Example flow (Bitcoin-like)

  1. Server constructs PSBT (partially signed Bitcoin transaction) without private keys.
  2. Client requests PSBT from server.
  3. Client sends PSBT to Trezor for signing via Connect/transport.
  4. Signed PSBT returned to server for broadcast or client broadcasts directly.

FAQs

Can I use Trezor Suite APIs in production?

Yes—when you build with officially supported libraries and follow security best practices. Ensure you comply with terms of use and that you use production-ready releases of libraries.
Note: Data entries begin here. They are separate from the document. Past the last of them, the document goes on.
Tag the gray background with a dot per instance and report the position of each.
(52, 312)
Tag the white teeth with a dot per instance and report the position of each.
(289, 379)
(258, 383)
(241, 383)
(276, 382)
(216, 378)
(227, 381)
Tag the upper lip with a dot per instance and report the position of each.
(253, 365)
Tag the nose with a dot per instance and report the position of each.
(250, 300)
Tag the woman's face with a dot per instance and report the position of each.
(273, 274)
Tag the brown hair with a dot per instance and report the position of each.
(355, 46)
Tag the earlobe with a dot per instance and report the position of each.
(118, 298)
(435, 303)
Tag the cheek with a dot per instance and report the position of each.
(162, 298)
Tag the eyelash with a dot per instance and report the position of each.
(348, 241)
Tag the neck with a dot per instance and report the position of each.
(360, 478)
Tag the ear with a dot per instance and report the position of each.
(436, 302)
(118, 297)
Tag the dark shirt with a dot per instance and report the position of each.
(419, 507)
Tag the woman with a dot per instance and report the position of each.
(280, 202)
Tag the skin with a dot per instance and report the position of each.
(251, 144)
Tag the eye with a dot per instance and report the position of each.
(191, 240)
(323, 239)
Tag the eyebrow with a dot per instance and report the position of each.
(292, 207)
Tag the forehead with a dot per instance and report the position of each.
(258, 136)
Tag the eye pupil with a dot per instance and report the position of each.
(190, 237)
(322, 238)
What about cross-platform compatibility?

Trezor supports multiple platforms; the key work is handling transport differences (e.g., WebUSB vs Bridge vs WebHID). Test across browsers and OSes used by your audience.

Resources

Official links and quick access resources. Each link includes an access timestamp (Accessed: November 10, 2025) to help you track when these were last reviewed in this guide.

Conclusion

Building on Trezor Suite and the Trezor Developer Portal gives you a solid security foundation and a user-first hardware wallet experience. Prioritize device-first key custody, keep user flows transparent, and test thoroughly. Use the resources above and the code snippets as a launchpad for your integrations.

Next steps

  • Fork the official SDK examples and run them locally.
  • Create a dedicated dev device and seed for testing.
  • Design for clear device prompts and educate users about seed safety.